Major Zachary O’Lare provided a law enforcement perspective on adult-use cannabis, including concerns over impaired driving and a sharp decline in illegal handgun seizures since the law took effect. According to Major O’Lare, in 2022, 40 percent of illegal handguns seized in Prince George’s County resulted from searches where the odor of cannabis was the probable cause.
Maryland’s adult-use cannabis law precludes law enforcement officers from initiating searches based solely on the odor of cannabis. In the first six weeks since adult-use cannabis became legal, handgun seizures are down 49 percent in Prince George’s County, according to Major O’Lare.

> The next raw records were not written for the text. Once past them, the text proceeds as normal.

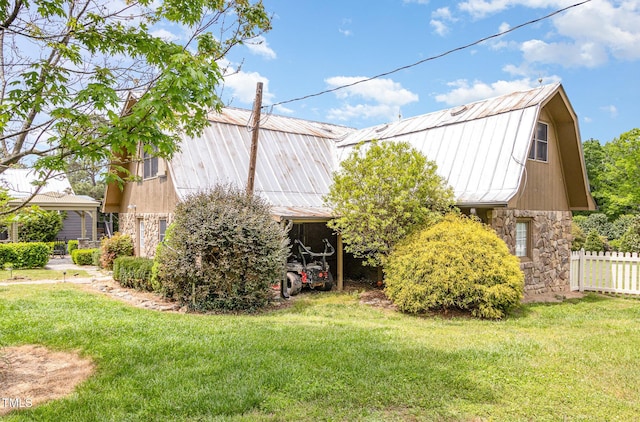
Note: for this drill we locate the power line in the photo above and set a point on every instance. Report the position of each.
(446, 53)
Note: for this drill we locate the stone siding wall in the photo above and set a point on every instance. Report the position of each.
(548, 268)
(129, 224)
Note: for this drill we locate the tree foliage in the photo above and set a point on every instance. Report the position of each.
(381, 193)
(614, 173)
(67, 66)
(594, 242)
(223, 251)
(630, 240)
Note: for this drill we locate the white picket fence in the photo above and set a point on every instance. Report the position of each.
(612, 272)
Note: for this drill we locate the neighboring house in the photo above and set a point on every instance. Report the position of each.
(56, 195)
(515, 161)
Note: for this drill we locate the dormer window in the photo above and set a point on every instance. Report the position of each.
(540, 142)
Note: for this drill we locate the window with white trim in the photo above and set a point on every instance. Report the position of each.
(523, 237)
(150, 165)
(540, 143)
(162, 229)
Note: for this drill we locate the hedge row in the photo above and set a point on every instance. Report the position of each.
(133, 272)
(85, 256)
(25, 255)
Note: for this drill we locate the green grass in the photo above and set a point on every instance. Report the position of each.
(329, 358)
(40, 274)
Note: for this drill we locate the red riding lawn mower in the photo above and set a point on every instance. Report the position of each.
(308, 269)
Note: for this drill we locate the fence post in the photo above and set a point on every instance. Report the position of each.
(581, 270)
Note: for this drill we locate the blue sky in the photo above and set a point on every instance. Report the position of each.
(315, 45)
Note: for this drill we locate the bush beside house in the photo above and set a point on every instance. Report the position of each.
(223, 251)
(459, 263)
(133, 272)
(113, 247)
(83, 256)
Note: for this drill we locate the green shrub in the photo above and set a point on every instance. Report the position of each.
(72, 245)
(578, 237)
(620, 225)
(133, 272)
(83, 256)
(38, 225)
(630, 240)
(459, 263)
(598, 222)
(594, 242)
(114, 247)
(95, 258)
(223, 251)
(25, 255)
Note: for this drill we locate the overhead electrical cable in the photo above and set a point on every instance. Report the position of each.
(446, 53)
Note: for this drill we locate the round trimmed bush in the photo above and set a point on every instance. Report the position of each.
(459, 263)
(222, 251)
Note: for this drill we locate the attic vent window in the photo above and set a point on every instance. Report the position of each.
(540, 143)
(458, 110)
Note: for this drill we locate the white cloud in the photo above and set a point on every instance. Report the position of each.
(442, 13)
(589, 34)
(599, 23)
(566, 54)
(260, 46)
(377, 98)
(611, 110)
(462, 92)
(243, 87)
(439, 19)
(439, 27)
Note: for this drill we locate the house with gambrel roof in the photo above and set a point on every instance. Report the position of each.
(515, 161)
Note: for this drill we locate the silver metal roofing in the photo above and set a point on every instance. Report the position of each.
(294, 167)
(480, 148)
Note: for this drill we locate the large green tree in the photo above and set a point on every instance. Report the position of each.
(382, 192)
(67, 67)
(614, 173)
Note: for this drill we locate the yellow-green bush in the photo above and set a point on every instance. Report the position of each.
(458, 263)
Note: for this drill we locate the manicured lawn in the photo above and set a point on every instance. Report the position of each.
(40, 274)
(329, 358)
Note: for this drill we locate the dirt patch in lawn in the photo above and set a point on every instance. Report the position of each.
(32, 375)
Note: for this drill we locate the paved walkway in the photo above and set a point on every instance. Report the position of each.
(66, 264)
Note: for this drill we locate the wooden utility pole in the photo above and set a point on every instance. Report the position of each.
(257, 105)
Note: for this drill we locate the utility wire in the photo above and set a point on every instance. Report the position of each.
(446, 53)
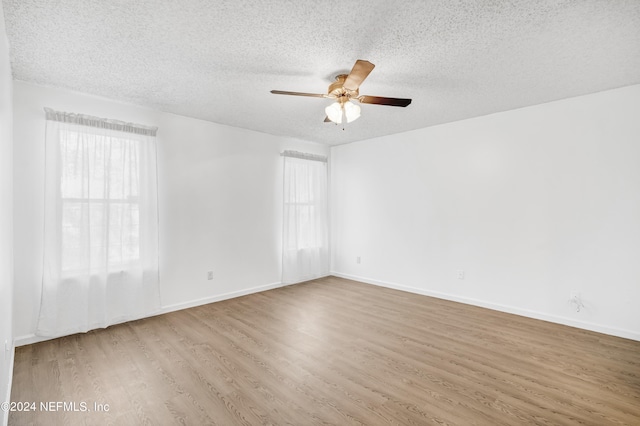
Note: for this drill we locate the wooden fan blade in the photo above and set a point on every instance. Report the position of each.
(313, 95)
(358, 73)
(379, 100)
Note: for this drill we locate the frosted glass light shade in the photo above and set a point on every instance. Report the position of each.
(334, 112)
(351, 111)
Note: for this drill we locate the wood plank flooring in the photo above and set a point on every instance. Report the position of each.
(331, 352)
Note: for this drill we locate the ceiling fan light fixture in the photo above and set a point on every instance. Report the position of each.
(351, 111)
(334, 112)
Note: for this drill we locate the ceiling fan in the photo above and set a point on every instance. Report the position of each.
(345, 90)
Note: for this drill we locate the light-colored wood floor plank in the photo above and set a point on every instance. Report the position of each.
(333, 352)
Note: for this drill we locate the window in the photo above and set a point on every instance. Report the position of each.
(101, 224)
(305, 235)
(100, 184)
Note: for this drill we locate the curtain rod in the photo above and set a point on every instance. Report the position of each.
(304, 156)
(102, 123)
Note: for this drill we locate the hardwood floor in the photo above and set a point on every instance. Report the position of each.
(331, 351)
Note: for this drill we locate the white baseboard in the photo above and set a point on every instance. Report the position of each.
(627, 334)
(5, 413)
(218, 298)
(32, 338)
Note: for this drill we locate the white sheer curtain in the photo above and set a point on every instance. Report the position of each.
(305, 232)
(101, 224)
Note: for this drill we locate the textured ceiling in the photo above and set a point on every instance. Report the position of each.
(218, 60)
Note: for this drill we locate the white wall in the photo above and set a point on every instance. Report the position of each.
(6, 221)
(220, 201)
(531, 204)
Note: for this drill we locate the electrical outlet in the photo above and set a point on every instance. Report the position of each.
(575, 299)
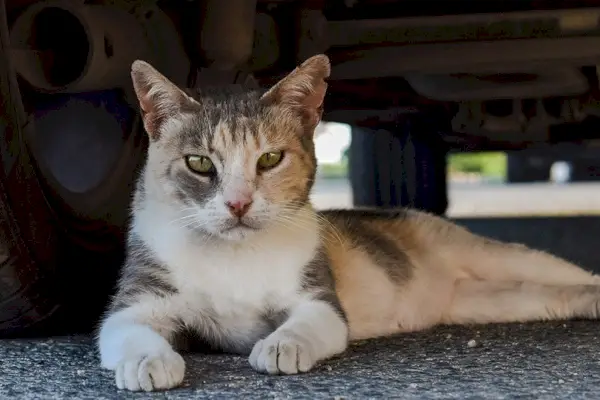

Rob Scheerer explained how his office will collect and remit taxes collected on the sales of adult-use cannabis. In addition to detailing challenges related to the federal prohibition of cannabis, Scheerer explained that while the Comptroller’s Revenue Administration Division has already collected hundreds of thousands of dollars, he expects the lion’s share of revenue will come in late October.
As previously reported on Conduit Street, in July, collective adult-use and medical cannabis purchases reached $87.4 million — more than double the $42.7 million total for June, before the launch of adult-use retail sales, according to the Maryland Cannabis Administration.
While there are no local cannabis taxes in Maryland, the state does levy a 9 percent excise tax on any product containing cannabis. But, a mere five percent of state cannabis tax revenue goes to local governments. That translates to local governments receiving a mere 45 cents for a single purchase of $100 of cannabis- the smallest in the nation.
While implementation across jurisdictions has been a variable as different states have taken various approaches, one commonality is that virtually all states have empowered a meaningful local revenue source to support local services. Some have fully authorized local excise taxes where rates are set and collections are overseen locally. Others have authorized local sales taxes at either standardized or variable rates locally.
For example, in New York, there is both a 13 percent excise tax (9 percent state and 4 percent local) on cannabis sales (paid by consumers and remitted by retailers) and a potency-based tax (remitted by distributors). Oregon levies a 17 percent excise tax on cannabis sales paid by consumers and remitted by retailers. Local governments can also levy up to a 3 percent tax on the retail price.
Municipalities will receive half of the local revenue share for transactions within municipal boundaries (counties will retain the other half on such transactions). In addition, 35 percent of the tax proceeds will go to the Community Reinvestment and Repair Fund, a new fund for local organizations that support marginalized communities.
Roscoe Leslie detailed concerns over ambiguous zoning restrictions. While the law does attempt to grant local governments reasonable zoning authority for adult-use cannabis, its wording may leave that intention subject to legal challenge.
For example, the law specifies that a local jurisdiction may “establish reasonable zoning for cannabis businesses” and that a local jurisdiction may not “establish zoning or other requirements that unduly burden a cannabis licensee.” These phrases introduce undefined terms that will effectively defer to the courts to set the true standard for what is reasonable or unduly burdensome.
The session was on August 18 at the Roland Powell Convention Center in Ocean City, Maryland.